List and use cases of the 19 Skills bundled in the Nightingale v9 binary: covering alert rule creation/troubleshooting, host diagnostics, notification configuration, data queries, PromQL/SQL generation, self-healing recommendations and other high-frequency ops chains.

Overview

Nightingale v9 embeds a set of out-of-the-box Skills in the binary, which appear in the AI Config → Skill Management list right after install — no manual upload required. These Skills are polished for “the highest-frequency scenarios Nightingale itself sees”: from categraf deployment, alert rule creation/troubleshooting, host diagnostics, notification configuration, data queries, to PromQL/SQL generation and semi-self-healing recommendations — basically covering the daily actions of frontline SREs.

How to identify them: the Skill detail page shows the author as system, and does not allow web-side modification/deletion (the replace/delete entries are hidden). If you want to override a built-in Skill’s behavior, just create a Skill with the same name — when names collide, the user Skill in the database wins.

Whether a Skill is invoked depends on its description: the AI matches based on “user question + Skill description”. The “trigger scenarios” listed for each Skill below come directly from the keywords in its own description; a user question hitting those keywords causes the Skill to be auto-injected into the context. See Skill Management → Tips for writing prompts.

Below, the 19 built-in Skills are grouped into five categories by purpose.


1. Deployment & Integration

categraf-deploy-guide — Categraf Deployment Guide

  • Trigger scenarios: how to install categraf / how to deploy categraf / run categraf with Docker / install categraf on Windows / register categraf as a system service / categraf reports to Nightingale / how to write config.toml / how to verify categraf is collecting data.
  • What it does: a tutorial / guidance Skill that calls no tools and directly outputs copy-paste-runnable commands and config snippets. Covers binary + systemd, Docker, Windows, K8s notes, key configs, common verification commands.
  • Not in scope: installed but integration failed → defer to n9e-host-onboard-diagnose; integrated but metrics abnormal → defer to n9e-host-health-diagnose.

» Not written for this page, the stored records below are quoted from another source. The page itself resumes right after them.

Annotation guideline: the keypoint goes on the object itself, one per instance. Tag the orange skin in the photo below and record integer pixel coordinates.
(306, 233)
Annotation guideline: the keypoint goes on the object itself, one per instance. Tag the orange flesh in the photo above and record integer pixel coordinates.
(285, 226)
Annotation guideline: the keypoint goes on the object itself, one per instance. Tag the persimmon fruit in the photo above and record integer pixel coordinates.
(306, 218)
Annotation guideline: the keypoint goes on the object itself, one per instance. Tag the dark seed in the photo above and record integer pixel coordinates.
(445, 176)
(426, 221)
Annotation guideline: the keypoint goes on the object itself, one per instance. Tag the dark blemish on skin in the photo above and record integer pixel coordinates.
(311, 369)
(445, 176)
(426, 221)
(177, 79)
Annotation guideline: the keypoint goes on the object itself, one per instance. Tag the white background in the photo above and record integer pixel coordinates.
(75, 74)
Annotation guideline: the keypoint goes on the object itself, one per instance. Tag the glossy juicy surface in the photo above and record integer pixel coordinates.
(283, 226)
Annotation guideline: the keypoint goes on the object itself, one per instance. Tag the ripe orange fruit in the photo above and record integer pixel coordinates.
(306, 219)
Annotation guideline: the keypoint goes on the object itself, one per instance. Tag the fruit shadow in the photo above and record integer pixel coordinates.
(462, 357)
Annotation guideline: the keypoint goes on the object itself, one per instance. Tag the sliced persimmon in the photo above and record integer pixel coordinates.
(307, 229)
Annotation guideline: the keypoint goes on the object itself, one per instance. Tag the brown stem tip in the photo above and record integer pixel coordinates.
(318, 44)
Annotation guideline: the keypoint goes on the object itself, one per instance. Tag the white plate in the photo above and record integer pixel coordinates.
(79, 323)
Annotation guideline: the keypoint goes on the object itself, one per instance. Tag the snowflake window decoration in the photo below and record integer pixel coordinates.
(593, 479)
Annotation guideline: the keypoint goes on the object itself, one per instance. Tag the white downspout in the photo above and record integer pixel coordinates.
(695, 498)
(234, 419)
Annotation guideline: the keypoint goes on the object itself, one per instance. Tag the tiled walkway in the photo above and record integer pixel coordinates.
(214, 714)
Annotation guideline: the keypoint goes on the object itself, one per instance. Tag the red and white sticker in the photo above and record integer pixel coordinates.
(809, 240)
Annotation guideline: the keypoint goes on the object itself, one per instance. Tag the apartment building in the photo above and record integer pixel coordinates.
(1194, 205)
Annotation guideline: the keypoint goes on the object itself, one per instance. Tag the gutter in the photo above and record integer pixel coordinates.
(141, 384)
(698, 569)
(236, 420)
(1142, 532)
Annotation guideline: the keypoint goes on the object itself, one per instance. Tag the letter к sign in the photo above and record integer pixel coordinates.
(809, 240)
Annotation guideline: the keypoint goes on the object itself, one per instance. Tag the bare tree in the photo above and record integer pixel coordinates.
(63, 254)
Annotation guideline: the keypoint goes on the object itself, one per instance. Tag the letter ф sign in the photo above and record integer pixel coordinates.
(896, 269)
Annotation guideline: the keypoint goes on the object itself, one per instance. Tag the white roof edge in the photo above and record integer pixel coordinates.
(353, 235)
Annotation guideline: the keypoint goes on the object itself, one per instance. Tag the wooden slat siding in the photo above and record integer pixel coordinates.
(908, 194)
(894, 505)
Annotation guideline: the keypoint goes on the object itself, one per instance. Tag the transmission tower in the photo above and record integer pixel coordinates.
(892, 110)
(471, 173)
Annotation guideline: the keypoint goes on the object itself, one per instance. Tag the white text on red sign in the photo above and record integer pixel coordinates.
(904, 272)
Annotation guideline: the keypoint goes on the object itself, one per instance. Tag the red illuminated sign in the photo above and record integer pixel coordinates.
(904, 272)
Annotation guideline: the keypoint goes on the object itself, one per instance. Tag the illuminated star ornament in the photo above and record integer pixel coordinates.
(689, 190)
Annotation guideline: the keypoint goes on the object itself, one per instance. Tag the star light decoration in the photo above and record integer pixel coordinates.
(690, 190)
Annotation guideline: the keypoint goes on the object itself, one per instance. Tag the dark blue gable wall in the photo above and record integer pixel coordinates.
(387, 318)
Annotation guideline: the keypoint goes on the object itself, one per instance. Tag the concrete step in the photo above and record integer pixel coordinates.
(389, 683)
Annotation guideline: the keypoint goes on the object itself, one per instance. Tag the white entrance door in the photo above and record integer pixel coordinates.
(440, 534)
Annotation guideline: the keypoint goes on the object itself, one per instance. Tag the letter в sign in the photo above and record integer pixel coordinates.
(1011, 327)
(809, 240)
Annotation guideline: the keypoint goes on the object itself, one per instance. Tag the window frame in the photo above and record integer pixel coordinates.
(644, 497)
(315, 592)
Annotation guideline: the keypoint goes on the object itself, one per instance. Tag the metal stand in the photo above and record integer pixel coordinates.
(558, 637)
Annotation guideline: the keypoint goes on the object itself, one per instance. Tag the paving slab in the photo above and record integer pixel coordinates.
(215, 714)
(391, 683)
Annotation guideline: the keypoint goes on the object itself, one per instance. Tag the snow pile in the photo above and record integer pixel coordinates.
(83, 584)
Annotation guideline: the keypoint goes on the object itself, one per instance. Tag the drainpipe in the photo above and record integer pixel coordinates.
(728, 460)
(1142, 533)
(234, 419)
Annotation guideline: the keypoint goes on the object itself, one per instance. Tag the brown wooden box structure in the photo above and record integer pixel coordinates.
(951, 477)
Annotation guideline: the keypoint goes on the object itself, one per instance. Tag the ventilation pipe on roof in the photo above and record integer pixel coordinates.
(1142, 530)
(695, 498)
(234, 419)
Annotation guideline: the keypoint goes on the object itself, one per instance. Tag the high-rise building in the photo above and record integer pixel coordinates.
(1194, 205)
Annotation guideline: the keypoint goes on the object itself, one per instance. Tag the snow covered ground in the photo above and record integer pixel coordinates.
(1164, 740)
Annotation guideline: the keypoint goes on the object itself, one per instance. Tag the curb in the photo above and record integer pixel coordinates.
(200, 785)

2. Creation (Turning Natural Language into Configuration)

These Skills all call the corresponding write API (create_*), auto-assemble the payload to complete creation, and save you from clicking through fields in forms.

n9e-create-alert-rule — Create Alert Rules

  • Trigger scenarios: “create an alert rule” in Nightingale.
  • Supported data sources: Prometheus / Loki / Elasticsearch / OpenSearch / TDengine / ClickHouse / MySQL / PostgreSQL / Doris / VictoriaLogs / Host — all data source types.
  • Two invocation modes:
    • Prometheus simplified path (most common) — just provide PromQL + threshold + comparator;
    • General path — for other data sources, automatically reads datasources/<cate>.md template and fills values.
  • Related tools: create_alert_rule, list_busi_groups, list_datasources, list_metrics, list_notify_rules, etc.

n9e-create-alert-mute — Create Alert Mute Rules

  • Trigger scenarios: mute / silence / suppress alerts, e.g. “mute all alerts for host=web01 for 2 hours”.
  • What it does: login to get token → parse mute conditions (labels / time window / business group) → call create API.

n9e-create-alert-subscribe — Create Alert Subscribe Rules

  • Trigger scenarios: subscribe to alerts / add an alert subscription / configure alert event forwarding, e.g. “subscribe to all CPU-related alerts and notify the ops group”.
  • What it does: filters alert events by conditions and forwards events to designated recipients via notification rules.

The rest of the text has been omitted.